Great hub! I've been told my entire life that I'm a strong independent woman, but sometimes it doesn't feel that way. My family is very traditional and I, at 25 am still working toward making my career, my passion happen. While my baby sister is married and her husband and she are buying their first house.... Sometimes it seems like maybe I missed something that was so obvious to everyone else, but then I go home and realize, the trash is empty, the dishes are done and the toilet seat is down.... For where I am in my life right now those are pretty great accomplishments!
Gee Whiz, you've given some really great advice. It is important for women to learn to become independent and self-sufficient. However, it's important for men as well. I've heard of some married men who've never learned to cook, and have no desire to ever learn. I've even heard of one case where a married guy didn't even know how to make Kool-Aid. No kidding.
You've given some suggestions that I'm ashamed to say that I hadn't even considered, and I've never been married. Great Hub! Looking forward to reading your others.
Hello fastreta, I never married, so this is not anything new to me, still it is good advice, and I haven't always been as good as I should have been about learning how to do things myself. I often paid to have them done, because I didn't want to bother. With the recession, I am learning how to do things I never did before and it is impowering. Good hub. (: v
I know quite a few women that can't change a lightbulb or do simple fixings around the house. I learned alot from my ex also as far as home remodeling and repair. What I didn't learn was how to be able to be my own person in the relationship..it was his way or no way. I found out the hard way, since our divorce, that I needed to find out who I was, which has been a surprisingly difficult journey...but well worth it.

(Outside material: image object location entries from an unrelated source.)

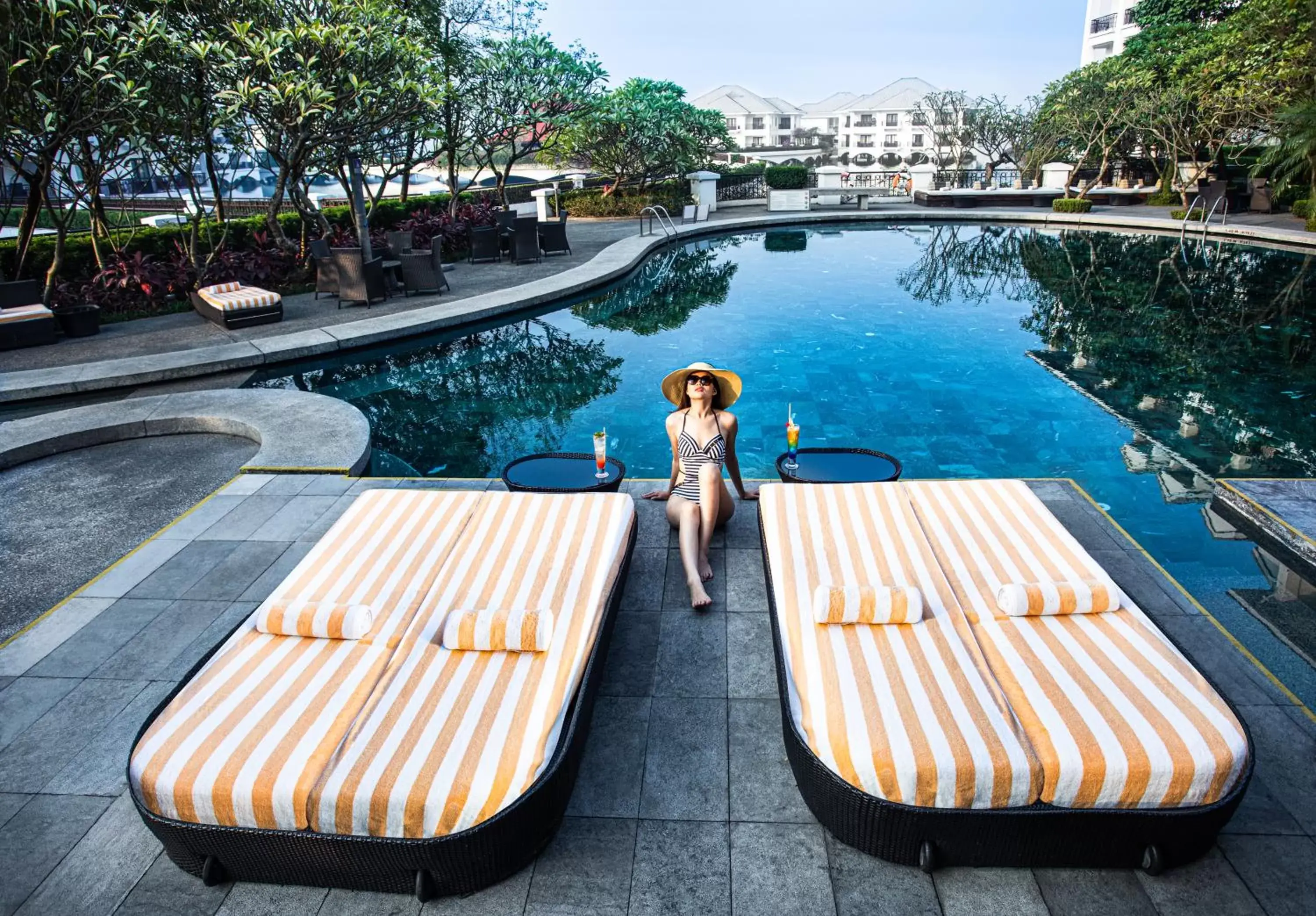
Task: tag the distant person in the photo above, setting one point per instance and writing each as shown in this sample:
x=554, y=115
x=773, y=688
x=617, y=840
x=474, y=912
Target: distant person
x=703, y=439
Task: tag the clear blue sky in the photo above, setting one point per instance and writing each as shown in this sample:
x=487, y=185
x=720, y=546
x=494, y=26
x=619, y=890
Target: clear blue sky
x=1012, y=48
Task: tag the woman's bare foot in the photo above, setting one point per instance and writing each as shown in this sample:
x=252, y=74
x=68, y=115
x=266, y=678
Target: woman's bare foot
x=699, y=599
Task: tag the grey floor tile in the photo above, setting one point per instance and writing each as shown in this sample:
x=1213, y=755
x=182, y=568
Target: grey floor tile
x=977, y=891
x=868, y=886
x=99, y=768
x=27, y=699
x=166, y=889
x=241, y=523
x=273, y=901
x=37, y=837
x=612, y=768
x=762, y=785
x=368, y=903
x=645, y=580
x=156, y=647
x=507, y=898
x=586, y=869
x=632, y=656
x=686, y=760
x=745, y=587
x=102, y=869
x=232, y=576
x=49, y=744
x=682, y=869
x=87, y=649
x=1281, y=872
x=177, y=576
x=1093, y=893
x=751, y=665
x=780, y=869
x=691, y=655
x=294, y=518
x=1182, y=891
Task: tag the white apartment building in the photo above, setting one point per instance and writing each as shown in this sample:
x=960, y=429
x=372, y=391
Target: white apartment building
x=1109, y=25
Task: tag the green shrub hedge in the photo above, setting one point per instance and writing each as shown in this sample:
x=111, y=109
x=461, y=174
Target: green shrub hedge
x=786, y=178
x=1072, y=206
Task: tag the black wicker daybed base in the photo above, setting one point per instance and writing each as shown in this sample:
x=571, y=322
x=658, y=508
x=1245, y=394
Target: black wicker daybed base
x=458, y=862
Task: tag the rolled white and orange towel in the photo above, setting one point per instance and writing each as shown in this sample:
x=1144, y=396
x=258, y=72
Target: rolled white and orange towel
x=1047, y=599
x=868, y=605
x=498, y=631
x=327, y=620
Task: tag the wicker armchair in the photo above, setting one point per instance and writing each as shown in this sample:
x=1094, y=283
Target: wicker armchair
x=423, y=272
x=327, y=273
x=360, y=282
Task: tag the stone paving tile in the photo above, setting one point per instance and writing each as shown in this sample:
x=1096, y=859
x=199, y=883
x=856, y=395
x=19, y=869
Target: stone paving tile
x=1093, y=893
x=632, y=656
x=49, y=744
x=156, y=647
x=1184, y=890
x=762, y=785
x=681, y=869
x=780, y=869
x=691, y=655
x=174, y=578
x=976, y=891
x=586, y=869
x=273, y=901
x=751, y=666
x=244, y=520
x=612, y=768
x=868, y=886
x=35, y=840
x=686, y=760
x=1281, y=872
x=166, y=890
x=99, y=768
x=232, y=576
x=27, y=699
x=87, y=649
x=102, y=869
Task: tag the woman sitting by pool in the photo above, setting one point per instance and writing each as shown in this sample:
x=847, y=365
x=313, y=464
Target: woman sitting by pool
x=698, y=501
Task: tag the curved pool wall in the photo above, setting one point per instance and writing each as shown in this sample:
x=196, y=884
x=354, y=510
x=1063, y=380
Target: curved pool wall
x=965, y=351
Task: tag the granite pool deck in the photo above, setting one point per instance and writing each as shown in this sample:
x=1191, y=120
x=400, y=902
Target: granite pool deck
x=685, y=805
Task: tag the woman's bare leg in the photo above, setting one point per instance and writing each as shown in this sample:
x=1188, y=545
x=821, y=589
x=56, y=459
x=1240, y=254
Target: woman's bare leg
x=683, y=516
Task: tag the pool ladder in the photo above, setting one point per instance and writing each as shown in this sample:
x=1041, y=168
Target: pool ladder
x=660, y=212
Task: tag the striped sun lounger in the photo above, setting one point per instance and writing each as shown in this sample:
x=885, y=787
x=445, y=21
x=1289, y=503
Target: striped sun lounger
x=322, y=761
x=903, y=739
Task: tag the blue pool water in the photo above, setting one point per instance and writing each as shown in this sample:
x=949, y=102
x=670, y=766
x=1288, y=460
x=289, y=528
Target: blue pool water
x=964, y=351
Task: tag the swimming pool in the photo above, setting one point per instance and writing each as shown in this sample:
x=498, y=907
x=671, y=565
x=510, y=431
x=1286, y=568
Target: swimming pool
x=1132, y=364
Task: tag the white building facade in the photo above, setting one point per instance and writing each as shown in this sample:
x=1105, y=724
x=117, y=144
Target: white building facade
x=1109, y=25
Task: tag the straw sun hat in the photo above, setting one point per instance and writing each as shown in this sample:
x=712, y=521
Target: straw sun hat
x=728, y=383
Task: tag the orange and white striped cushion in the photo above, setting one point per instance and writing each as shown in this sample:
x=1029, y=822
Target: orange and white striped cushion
x=453, y=737
x=498, y=631
x=245, y=741
x=903, y=712
x=239, y=298
x=325, y=620
x=1119, y=719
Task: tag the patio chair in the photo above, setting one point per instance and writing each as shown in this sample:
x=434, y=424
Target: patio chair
x=553, y=239
x=423, y=272
x=485, y=244
x=327, y=273
x=360, y=282
x=526, y=241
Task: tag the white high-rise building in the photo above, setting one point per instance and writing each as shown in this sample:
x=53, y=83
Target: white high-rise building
x=1109, y=25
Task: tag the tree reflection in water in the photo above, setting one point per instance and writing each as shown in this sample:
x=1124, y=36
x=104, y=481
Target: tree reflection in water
x=1207, y=348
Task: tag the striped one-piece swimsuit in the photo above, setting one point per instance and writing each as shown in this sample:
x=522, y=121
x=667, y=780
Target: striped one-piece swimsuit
x=693, y=457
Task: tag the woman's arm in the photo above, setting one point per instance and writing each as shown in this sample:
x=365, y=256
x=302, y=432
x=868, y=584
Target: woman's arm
x=732, y=461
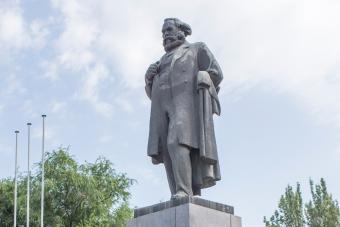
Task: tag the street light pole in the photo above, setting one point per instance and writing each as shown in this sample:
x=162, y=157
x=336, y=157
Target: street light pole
x=28, y=175
x=43, y=172
x=15, y=179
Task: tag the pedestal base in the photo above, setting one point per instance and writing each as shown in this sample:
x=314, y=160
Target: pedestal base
x=187, y=212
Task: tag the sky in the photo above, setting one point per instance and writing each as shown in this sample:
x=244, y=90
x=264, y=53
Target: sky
x=83, y=63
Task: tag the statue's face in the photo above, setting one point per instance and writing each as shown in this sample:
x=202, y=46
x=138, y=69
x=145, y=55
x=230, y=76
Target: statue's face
x=170, y=32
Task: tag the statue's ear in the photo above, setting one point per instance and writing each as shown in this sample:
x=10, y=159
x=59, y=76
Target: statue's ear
x=203, y=59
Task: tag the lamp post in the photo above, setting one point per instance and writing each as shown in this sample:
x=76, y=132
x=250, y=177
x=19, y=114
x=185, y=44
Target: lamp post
x=15, y=178
x=28, y=175
x=43, y=172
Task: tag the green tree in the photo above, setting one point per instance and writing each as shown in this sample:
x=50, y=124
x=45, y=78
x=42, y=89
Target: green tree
x=321, y=211
x=90, y=194
x=290, y=212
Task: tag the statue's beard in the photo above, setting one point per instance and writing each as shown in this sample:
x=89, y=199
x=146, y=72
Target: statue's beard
x=171, y=42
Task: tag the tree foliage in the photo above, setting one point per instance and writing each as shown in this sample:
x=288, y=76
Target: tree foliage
x=90, y=194
x=321, y=211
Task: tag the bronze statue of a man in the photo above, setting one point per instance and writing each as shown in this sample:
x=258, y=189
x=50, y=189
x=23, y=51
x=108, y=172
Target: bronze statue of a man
x=183, y=88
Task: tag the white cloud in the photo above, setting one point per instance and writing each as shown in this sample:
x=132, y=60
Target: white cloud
x=90, y=90
x=287, y=46
x=16, y=33
x=12, y=26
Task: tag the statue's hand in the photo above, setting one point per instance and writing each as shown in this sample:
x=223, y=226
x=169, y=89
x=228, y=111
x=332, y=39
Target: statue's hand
x=151, y=73
x=203, y=80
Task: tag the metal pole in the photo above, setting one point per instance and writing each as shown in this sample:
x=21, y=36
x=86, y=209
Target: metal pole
x=43, y=172
x=15, y=179
x=28, y=175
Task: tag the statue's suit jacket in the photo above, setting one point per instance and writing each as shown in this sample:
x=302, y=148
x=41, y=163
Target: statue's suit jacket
x=193, y=106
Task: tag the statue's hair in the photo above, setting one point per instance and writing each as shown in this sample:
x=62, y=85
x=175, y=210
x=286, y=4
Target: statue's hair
x=181, y=25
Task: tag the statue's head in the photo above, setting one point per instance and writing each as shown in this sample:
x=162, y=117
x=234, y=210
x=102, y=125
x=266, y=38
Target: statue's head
x=174, y=33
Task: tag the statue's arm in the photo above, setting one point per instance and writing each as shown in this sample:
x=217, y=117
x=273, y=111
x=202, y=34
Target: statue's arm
x=208, y=63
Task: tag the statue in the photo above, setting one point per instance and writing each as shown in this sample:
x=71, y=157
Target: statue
x=183, y=87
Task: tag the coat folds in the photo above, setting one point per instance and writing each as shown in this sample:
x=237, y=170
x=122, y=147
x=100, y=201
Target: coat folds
x=194, y=101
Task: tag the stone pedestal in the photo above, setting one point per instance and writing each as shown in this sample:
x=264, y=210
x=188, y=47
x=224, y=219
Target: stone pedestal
x=186, y=212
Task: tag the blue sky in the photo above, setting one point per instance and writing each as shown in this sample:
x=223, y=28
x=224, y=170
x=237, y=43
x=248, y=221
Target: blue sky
x=83, y=62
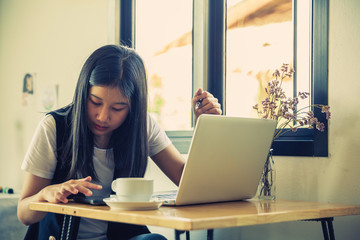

Again, you have published a great Hub. :)
hey fastfreta: I enjoyed your hub. I joined hubpages 3 months ago. Love it! I too, married young and divorced after 20 yrs of marriage with 4 children. Only have 2 grandchildren. Love the Lord and am committed to Him. Looking forward to more of your writings. Be Blessed!
Love your advice here. Right down my alley. Can't be said too often. You say it very well. I really like your style.
Jo
Amen! I couldn't agree more. I have had to learn the hard way but I have gained much needed confidence in doing so! Thanks for the tips!
I really love this article! I'm a 23 yr old female and I'm ready to get a place alone, but I'm absolutely scared out of my mind to live alone. All I think about is someone breaking in or kidnapping me. Am I being too paranoid?
What a wealth of excellent advice! Voted up and useful! ;D
Thank you for taking the time to write a blog like this. Really, thank you. I appreciate it and I know that other women, single or not, who are living alone will, and do, appreciate the advice and the fact that they are not alone!
Ladies,
Seriously? You really give up that much of your own security/sanity when you're in a relationship? That's messed up. Just don't do it. Demand to learn how to take care of things and keep yourselves safe. There's no reason in the world why you should be dependent upon any other human being - to an extent. You need friendships, etc, but you ought to be able to take care of your household etc and so should ALL of your children, male and female alike.






















































ljrc1961 Level 1 Commenter 2 years ago
I agree that women need to find out who they are and the talents they have and can share; we need to be able to hold on to the talents and our confidence as well once we meet that someone that makes us giddy.